LLM App Development #3: Streaming Responses in Real Time

6 min read

Through Part 2, our calls waited until the response was fully built and received it all at once. That is fine for short answers, but a long one keeps the screen frozen for the several seconds it takes. In this post we cover streaming, where you receive tokens as they are generated and flow them to the screen.

Why streaming #

messages.create returns the result only after Claude has finished the entire answer. The longer the answer, the longer you wait, and the user stares at a blank screen meanwhile.

But streaming works differently. As Claude generates tokens one by one, you receive them and print them immediately. It is the way text trickles out in ChatGPT or the Claude web app. The total time to finish the answer is similar, but because the first characters appear much sooner, the perceived delay drops sharply. To the user it feels like “answering now” rather than “frozen.”

Basic streaming #

Streaming uses messages.stream with a with statement instead of messages.create.

streaming.py
import anthropic

client = anthropic.Anthropic()

with client.messages.stream(
    model="claude-sonnet-4-6",
    max_tokens=2048,
    messages=[
        {"role": "user", "content": "Tell me a short story about space."}
    ],
) as stream:
    for text in stream.text_stream:
        print(text, end="", flush=True)

stream.text_stream hands you the generated text pieces in order.
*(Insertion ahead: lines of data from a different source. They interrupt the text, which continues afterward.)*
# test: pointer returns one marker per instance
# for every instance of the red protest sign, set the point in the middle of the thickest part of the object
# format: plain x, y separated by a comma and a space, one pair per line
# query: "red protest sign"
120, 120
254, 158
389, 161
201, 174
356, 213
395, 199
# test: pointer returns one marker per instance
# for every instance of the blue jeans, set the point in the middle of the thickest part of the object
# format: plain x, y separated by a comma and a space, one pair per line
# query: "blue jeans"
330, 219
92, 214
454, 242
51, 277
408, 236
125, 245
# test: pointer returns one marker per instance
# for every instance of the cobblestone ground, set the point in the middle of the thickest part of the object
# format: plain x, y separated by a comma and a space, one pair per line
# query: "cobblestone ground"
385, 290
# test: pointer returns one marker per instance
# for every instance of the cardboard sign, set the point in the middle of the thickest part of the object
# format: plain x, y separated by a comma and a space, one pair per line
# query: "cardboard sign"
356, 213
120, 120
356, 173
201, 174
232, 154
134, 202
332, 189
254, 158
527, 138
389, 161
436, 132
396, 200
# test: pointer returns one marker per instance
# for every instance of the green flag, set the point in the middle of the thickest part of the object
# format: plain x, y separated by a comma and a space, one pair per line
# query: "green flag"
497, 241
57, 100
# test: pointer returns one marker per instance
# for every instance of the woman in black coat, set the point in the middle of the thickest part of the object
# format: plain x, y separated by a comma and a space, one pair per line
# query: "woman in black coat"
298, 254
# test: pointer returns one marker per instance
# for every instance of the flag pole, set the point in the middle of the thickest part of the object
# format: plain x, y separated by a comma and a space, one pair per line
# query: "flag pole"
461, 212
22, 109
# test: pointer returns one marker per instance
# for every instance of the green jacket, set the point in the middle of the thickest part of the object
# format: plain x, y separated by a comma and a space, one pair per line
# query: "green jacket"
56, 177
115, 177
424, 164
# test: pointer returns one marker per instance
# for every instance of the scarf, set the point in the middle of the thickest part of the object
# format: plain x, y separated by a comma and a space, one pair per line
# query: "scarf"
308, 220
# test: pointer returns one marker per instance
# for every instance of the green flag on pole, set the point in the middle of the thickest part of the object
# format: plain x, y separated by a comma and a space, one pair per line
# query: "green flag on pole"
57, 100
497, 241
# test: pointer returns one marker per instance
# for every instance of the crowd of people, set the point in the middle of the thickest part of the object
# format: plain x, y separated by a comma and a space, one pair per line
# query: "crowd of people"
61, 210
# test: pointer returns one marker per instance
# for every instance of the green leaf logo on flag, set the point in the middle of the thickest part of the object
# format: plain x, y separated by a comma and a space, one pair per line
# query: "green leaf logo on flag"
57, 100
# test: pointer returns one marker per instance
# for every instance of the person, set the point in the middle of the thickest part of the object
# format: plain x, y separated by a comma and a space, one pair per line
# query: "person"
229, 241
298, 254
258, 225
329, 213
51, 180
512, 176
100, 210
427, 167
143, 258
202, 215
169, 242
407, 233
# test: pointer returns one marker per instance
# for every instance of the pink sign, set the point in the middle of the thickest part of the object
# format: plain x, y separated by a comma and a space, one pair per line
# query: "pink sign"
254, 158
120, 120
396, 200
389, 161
You receive them in a loop and print right away. end="" on print keeps line breaks from sneaking in between pieces, and flush=True pushes to the screen immediately instead of buffering. The text then appears as a flow.

The answer itself is the same as with messages.create. Only the way you receive it differs. create gives it all at once after it is built; stream gives it bit by bit as it is built.
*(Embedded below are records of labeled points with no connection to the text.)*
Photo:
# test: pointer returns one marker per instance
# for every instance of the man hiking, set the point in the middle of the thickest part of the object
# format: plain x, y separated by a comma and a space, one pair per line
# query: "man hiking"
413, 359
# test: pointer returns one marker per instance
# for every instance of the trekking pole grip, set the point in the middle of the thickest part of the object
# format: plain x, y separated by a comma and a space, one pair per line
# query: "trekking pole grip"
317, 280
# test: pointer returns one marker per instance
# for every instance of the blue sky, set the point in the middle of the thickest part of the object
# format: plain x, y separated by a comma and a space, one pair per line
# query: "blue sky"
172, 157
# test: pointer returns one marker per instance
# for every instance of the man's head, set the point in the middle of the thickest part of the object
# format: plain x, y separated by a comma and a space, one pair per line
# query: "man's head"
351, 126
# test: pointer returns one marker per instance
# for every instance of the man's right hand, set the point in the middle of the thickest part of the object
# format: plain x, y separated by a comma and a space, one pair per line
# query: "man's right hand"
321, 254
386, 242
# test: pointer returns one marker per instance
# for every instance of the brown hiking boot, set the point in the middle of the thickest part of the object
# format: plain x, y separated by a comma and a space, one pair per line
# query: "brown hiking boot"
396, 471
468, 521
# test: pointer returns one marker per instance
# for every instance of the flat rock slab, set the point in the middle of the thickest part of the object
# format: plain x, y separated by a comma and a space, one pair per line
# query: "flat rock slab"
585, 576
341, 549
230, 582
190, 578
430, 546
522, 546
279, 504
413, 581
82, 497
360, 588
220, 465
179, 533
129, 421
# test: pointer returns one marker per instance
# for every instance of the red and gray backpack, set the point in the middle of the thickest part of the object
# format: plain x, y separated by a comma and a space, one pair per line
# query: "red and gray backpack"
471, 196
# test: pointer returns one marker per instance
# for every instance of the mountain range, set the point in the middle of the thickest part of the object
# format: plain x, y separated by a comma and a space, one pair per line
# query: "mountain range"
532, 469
Getting the full response after it ends #

During streaming, only text pieces flow in. But sometimes you need the complete message after it ends, for example the number of tokens used. For that, use get_final_message.

streaming_final.py
with client.messages.stream(
    model="claude-sonnet-4-6",
    max_tokens=2048,
    messages=[
        {"role": "user", "content": "Tell me a short story about space."}
    ],
) as stream:
    for text in stream.text_stream:
        print(text, end="", flush=True)

    final = stream.get_final_message()
    print(f"\n\nOutput tokens used: {final.usage.output_tokens}")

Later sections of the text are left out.